Dans leurs données sur les inactifs, les organismes de statistiques se focalisent néanmoins sur les personnes "en âge de travailler" : celles âgées de 15 ans à 64 ans.

40 % des étrangers en France sont-ils en inactivité ? Non. Selon des données  d'Eurostat, le taux d'inactivité des étrangers en France était, en 2020, de 33,5 %. Comme expliqué plus haut, ce chiffre englobe toutes les personnes âgées entre 15 ans et 64 ans. Les collégiens, lycéens et les étudiants qui ne travaillent pas en parallèle de leurs études sont donc compris dans ce taux. Une population qu'il serait donc problématique de "faire travailler", comme le suggère la présidente du RN.

Si l'on prend en compte la population immigrée, le taux d'inactivité tombait à 29,8 % en 2021, selon l'Insee.

À voir :  "Je rêve d'être régularisé" : Moussa est toujours sans-papiers après dix ans de travail en France

Autre point à prendre en compte : ces statistiques englobent les étrangers en situation irrégulière (qui sont recensés au même titre que le reste de la population), dont le nombre en France est compris, selon les estimations approximatives, entre 400 000 et 1 million de personnes. Quid de ces personnes qui travaillent de façon illégale ?

"L'enquête Emploi (à partir de laquelle sont calculés les taux d'activité, de chômage et d'emploi) s'applique sur des déclarations individuelles, et aucun papier d'identité/titre de séjour ou contrat de travail n'est demandé aux enquêtés, précise-t-on du côté de l'Insee. Donc une personne qui déclare avoir travaillé (même si elle est en situation irrégulière) sera comptabilisée comme en emploi (et donc pas inactive). Il est cependant possible que les personnes en situation irrégulière sous-déclarent leur activité, par méfiance face à un"service de l'État"au moment de l'enquête."

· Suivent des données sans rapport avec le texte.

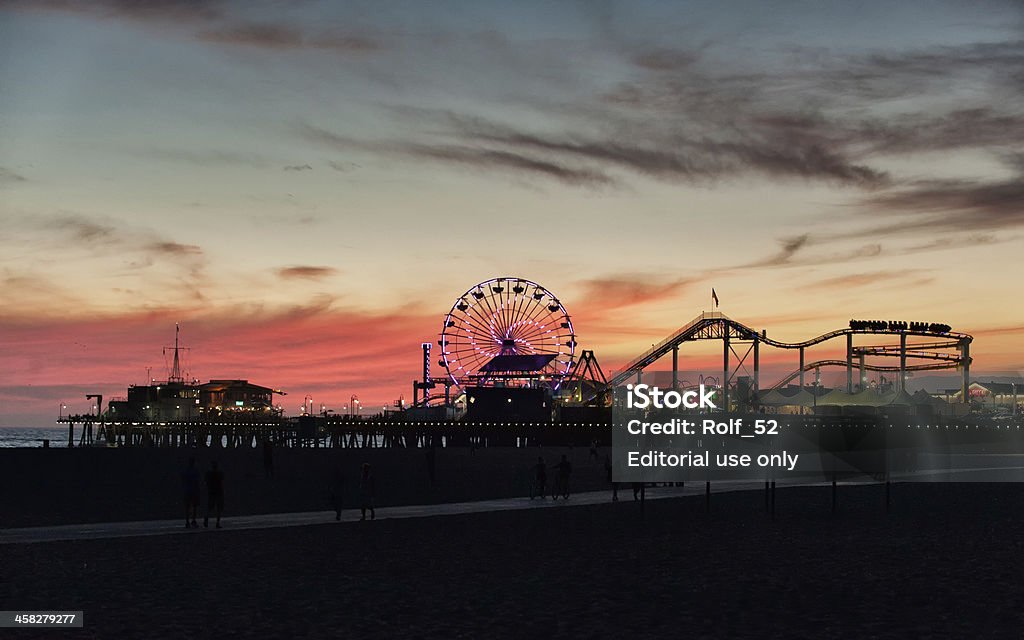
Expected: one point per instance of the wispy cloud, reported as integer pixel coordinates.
(275, 36)
(306, 272)
(480, 158)
(868, 279)
(205, 158)
(8, 175)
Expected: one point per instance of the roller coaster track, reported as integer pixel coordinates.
(711, 326)
(836, 363)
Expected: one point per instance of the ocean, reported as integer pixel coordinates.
(27, 437)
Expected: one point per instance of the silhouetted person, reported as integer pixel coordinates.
(268, 458)
(614, 485)
(431, 463)
(214, 494)
(564, 468)
(189, 486)
(638, 488)
(367, 492)
(337, 491)
(540, 477)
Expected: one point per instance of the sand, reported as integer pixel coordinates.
(944, 562)
(62, 486)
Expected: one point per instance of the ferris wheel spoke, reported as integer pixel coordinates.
(518, 308)
(487, 317)
(480, 322)
(540, 335)
(539, 313)
(479, 327)
(496, 314)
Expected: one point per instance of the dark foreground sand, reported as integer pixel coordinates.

Nombre de secteurs, comme celui du nettoyage ou des livraisons de repas, ont recours à des travailleurs sans-papiers qui utilisent des alias (fausses identités) pour exercer. Ces personnes peuvent avoir été déboutées de leur demande de régularisation ou être en cours de demande d'asile (à l'heure actuelle, les demandeurs d'asile ne peuvent pas travailler au cours des six mois suivants le dépôt de leur demande). Loin d'être inactifs, ces sans-papiers, à l'image des  travailleurs de Chronopost, peuvent travailler pendant des années dans l'ombre, dans des conditions parfois très difficiles.